« October 10, 2004 - October 16, 2004 | Main | October 24, 2004 - October 30, 2004 »
Saturday, October 23, 2004
Beldar's ballot
Another thing cheered me up tonight. Before going to see my daughter's play, I stopped by an early voting location and cast my ballot for the November 2nd election.
I'm glad I allowed plenty of time, because even around 6:00 pm on a Saturday night after a brief rainstorm, there was a fifteen minute line. The early voting location was fully staffed — same computerized voting system we've been using for a while now in Harris County, and there were no glitches with either the equipment or the staff, there were just lots of people out voting!
I saw nothing remotely resembling any intimidation from either major party or supporters of any candidate. I saw voters of all ages, races, and apparent social classes — Houston's an incredibly diverse city, and you could see it at this polling place.

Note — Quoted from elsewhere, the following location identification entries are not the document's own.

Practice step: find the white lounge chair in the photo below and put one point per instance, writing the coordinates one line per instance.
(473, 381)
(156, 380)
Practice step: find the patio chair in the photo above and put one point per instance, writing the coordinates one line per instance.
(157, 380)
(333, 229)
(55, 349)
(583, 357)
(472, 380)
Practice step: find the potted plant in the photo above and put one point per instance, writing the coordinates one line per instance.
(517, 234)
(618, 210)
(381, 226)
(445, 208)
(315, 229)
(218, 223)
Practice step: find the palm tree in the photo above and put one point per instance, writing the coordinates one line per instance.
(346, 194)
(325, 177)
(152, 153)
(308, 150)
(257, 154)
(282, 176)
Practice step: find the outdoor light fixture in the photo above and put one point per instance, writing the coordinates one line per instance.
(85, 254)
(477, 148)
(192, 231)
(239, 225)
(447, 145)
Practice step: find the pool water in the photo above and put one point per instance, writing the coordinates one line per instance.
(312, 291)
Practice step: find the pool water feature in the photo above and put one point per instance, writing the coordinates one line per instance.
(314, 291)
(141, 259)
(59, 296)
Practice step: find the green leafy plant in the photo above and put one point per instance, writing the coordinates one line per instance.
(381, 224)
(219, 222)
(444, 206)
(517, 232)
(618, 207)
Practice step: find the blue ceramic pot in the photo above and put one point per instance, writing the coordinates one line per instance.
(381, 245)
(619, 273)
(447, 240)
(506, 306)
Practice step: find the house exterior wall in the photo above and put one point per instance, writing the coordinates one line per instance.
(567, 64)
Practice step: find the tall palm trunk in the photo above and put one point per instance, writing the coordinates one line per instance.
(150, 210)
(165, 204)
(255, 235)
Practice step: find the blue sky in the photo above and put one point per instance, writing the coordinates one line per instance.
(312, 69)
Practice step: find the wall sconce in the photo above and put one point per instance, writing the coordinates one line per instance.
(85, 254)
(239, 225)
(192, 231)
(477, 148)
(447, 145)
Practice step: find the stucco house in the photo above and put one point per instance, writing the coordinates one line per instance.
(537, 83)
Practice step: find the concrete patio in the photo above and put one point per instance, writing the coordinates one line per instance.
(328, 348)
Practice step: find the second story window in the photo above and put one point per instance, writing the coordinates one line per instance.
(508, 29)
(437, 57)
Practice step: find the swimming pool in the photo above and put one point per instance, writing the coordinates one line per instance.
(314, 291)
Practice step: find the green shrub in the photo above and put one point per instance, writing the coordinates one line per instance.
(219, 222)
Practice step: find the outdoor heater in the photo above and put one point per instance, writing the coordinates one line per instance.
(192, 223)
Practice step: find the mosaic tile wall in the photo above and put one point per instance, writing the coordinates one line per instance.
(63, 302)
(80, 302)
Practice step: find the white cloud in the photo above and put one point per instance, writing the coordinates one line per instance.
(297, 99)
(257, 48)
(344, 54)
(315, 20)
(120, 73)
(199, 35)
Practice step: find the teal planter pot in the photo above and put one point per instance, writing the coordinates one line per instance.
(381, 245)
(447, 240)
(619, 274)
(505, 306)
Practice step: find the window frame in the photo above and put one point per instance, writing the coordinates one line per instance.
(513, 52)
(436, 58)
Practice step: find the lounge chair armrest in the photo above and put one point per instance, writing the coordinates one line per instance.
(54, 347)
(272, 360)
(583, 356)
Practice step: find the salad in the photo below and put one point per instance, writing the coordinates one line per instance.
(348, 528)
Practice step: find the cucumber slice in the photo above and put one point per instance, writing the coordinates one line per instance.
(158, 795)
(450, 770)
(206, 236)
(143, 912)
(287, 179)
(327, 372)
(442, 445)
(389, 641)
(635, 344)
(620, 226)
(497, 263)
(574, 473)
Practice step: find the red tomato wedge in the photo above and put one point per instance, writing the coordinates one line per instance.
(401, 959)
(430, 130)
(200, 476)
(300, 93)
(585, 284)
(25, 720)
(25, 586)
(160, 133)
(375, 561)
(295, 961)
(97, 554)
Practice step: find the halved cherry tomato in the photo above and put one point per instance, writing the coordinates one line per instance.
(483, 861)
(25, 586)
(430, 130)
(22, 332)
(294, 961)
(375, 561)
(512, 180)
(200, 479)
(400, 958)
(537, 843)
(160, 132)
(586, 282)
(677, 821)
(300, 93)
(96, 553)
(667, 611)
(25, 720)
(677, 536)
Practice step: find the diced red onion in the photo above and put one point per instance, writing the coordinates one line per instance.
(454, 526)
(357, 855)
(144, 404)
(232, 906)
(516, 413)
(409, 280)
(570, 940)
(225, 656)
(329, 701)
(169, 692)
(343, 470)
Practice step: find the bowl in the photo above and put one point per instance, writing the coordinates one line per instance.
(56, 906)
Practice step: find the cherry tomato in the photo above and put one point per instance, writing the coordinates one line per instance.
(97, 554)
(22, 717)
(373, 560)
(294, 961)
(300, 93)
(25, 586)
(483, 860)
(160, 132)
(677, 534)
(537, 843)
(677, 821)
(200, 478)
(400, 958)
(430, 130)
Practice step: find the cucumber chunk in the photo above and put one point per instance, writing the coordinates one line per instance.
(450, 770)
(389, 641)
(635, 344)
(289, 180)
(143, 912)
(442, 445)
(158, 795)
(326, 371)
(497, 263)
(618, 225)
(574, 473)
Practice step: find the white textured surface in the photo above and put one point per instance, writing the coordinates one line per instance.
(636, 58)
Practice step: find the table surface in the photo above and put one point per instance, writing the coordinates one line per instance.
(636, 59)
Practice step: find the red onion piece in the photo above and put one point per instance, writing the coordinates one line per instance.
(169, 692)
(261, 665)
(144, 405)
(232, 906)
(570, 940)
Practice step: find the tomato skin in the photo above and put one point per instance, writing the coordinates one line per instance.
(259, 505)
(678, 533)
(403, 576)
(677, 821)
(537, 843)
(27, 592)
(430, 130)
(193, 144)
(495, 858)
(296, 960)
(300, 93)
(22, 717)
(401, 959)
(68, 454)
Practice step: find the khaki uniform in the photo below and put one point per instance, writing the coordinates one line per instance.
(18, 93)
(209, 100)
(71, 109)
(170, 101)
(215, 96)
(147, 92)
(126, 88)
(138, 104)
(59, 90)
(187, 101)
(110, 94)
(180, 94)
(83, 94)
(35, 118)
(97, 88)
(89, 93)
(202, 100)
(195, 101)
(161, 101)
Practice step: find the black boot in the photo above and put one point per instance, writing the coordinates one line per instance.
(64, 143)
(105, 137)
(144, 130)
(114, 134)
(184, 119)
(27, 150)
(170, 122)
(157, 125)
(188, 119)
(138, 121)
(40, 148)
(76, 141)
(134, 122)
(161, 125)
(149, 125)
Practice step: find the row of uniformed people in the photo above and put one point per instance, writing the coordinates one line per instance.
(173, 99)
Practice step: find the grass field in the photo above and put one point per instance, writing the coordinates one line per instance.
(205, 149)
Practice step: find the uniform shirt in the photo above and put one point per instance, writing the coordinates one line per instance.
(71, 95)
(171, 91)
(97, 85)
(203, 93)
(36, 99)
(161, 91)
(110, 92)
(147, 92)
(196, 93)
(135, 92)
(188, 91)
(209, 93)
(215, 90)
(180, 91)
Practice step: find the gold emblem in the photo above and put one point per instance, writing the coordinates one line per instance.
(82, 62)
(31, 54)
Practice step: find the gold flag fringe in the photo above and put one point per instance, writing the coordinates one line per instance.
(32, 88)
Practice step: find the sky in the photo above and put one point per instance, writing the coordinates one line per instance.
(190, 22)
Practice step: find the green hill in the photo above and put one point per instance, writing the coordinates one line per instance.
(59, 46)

Texas isn't on anyone's list of swing states, of course, and there weren't even that many contested down-ballot races, nor any real blockbuster ballot propositions or amendments. I think the folks who were there were mostly there to send a message — whether that message be pro- or anti-Dubya, pro- or anti-Kerry — about the top of the ticket, even from a state whose electoral votes are as close to "in the bag" as either candidate can count upon. This is a good thing — and I'll continue to believe it's a good thing even if my preferred candidate loses.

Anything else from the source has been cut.